Le roman suit les aventures de deux acteurs, seuls survivants, qui atterrissent sains et saufs, agrippés l'un à l'autre, sur une plage anglaise, le premier dans la peau de l'archange Gabriel, l'autre sous les traits du diable. 

2. Le titre 

Le titre fait référence à un épisode contesté des prédications du prophète Mahomet au cours duquel il aurait reconnu l'existence d'autres divinités qu'Allah avant de se rétracter. Selon certaines interprétations, cette concession aurait été faite sous l'influence de Satan, d'où le nom de « versets sataniques ».

3. Les émeutes

Les manifestations contre le livre commencent dès le mois d'octobre 1988 en Inde. À la fin du mois de janvier 1989, les émeutes gagnent la Grande-Bretagne, puis se propagent.

Intervient alors l'Iran sous la forme d'une fatwa (décret religieux) de l'Ayatollah Khomeini, diffusée le 14 février 1989, qui condamne à mort l'auteur du livre, mais également ses éditeurs, et incite les musulmans du monde entier à les tuer immédiatement.

4. La vie de clandestin

Salman Rushdie se voit alors contraint de vivre dans la clandestinité, sous protection armée, et adopte le pseudonyme de Joseph Anton, en hommage aux écrivains Joseph Conrad et Anton Tchekhov.

Son traducteur japonais est assassiné, son traducteur italien et son éditeur norvégien, grièvement blessés.
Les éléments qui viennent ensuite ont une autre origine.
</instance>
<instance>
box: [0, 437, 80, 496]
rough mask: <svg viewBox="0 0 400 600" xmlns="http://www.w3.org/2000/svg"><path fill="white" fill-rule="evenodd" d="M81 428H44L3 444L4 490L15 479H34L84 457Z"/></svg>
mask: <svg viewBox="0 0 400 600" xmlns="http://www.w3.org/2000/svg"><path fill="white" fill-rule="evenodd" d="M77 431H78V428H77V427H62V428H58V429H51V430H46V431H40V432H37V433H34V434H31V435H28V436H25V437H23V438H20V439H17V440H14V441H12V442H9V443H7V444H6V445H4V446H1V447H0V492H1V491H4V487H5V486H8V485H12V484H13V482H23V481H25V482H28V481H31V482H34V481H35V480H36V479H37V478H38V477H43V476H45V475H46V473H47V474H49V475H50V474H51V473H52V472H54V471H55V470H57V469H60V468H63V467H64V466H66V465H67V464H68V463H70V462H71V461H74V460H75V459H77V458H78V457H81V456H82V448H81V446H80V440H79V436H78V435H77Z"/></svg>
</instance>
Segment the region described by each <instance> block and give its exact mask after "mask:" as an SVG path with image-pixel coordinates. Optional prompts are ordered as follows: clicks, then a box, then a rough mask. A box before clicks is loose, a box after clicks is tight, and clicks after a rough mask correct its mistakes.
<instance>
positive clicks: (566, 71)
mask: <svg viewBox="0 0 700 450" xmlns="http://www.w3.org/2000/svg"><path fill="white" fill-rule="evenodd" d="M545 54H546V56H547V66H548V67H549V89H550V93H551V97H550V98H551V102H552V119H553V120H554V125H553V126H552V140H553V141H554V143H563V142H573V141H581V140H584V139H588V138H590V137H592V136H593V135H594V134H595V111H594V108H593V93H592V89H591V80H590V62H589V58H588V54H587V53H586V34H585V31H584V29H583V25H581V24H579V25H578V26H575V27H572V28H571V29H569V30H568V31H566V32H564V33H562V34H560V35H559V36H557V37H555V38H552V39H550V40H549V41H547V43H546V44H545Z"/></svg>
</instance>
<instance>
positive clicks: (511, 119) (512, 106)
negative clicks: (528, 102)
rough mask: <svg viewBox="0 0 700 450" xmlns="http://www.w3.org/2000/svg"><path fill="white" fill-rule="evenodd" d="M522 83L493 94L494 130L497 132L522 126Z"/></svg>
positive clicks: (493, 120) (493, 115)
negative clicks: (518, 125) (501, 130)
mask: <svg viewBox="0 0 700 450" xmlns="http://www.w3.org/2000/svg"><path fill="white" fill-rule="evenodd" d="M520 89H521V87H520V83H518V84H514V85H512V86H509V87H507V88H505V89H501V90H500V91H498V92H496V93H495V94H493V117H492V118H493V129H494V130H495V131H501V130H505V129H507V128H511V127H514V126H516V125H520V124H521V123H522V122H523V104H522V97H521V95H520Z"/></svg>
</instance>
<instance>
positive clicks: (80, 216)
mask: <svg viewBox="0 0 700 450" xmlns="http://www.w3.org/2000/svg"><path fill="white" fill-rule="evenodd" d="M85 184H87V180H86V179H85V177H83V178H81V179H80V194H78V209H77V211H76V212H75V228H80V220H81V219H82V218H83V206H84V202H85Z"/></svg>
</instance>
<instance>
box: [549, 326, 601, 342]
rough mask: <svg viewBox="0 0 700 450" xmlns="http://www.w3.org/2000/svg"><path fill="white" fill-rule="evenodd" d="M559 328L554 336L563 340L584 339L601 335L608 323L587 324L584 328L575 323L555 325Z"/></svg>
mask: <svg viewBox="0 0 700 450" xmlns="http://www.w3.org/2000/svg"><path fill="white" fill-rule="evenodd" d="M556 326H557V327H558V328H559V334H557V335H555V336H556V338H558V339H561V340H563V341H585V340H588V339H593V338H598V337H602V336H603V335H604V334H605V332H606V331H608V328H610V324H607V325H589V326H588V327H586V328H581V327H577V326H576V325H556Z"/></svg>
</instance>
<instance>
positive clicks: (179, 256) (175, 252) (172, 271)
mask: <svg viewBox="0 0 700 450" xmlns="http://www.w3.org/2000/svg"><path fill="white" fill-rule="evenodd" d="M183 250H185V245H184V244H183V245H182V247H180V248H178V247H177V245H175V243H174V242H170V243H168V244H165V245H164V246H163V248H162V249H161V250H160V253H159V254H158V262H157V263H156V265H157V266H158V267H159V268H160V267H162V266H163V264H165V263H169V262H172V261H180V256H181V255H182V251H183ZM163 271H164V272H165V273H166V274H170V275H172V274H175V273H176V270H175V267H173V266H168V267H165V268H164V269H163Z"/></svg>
Lui-même aurait échappé à une vingtaine de tentatives d'assassinat. 

Il raconte cet épisode de sa vie, véritable calvaire au quotidien, dans Joseph Anton : une autobiographie (Plon, 2012), un ouvrage écrit à a troisième personne du singulier, comme si ce Joseph Anton ne pouvait qu'être un personnage de fiction. 

5. L'onde de choc dans le monde

Ce n'est pas la première fois qu'un ouvrage est mis à l'index, mais cette fois-ci, l'onde de choc dans la communauté intellectuelle et littéraire est immense. 

Pour Émile Martel, président du PEN Québec, un organisme qui défend la liberté d'expression et les droits des écrivains, cela tient au fait que la persécution lancée contre Salman Rushdie s'étendait à la planète entière, au lieu d'être circonscrite à un état totalitaire.

Selon l'écrivain, traducteur et ancien diplomate, toute la communauté littéraire a été éclaboussée. 

En septembre 1998, CNN rapporte que le président iranien Khatami a déclaré qu'il ne tenterait pas de faire appliquer la sentence de mort contre l'écrivain britannique. Mais selon certains responsables religieux, la fatwa reste imprescriptible, et il faut attendre 2002 pour que Rushdie cesse de vivre sous protection policière.

Aujourd'hui, 25 ans après les faits, la pression se fait encore sentir et l'auteur n'est toujours pas le bienvenu en Inde, où l'adaptation cinématographique de son roman Les enfants de minuit a peiné à trouver un distributeur.

En 2012, la fondation religieuse iranienne qui a mis à prix sa tête a porté à 3,3 millions de dollars la prime pour son assassinat en 2012.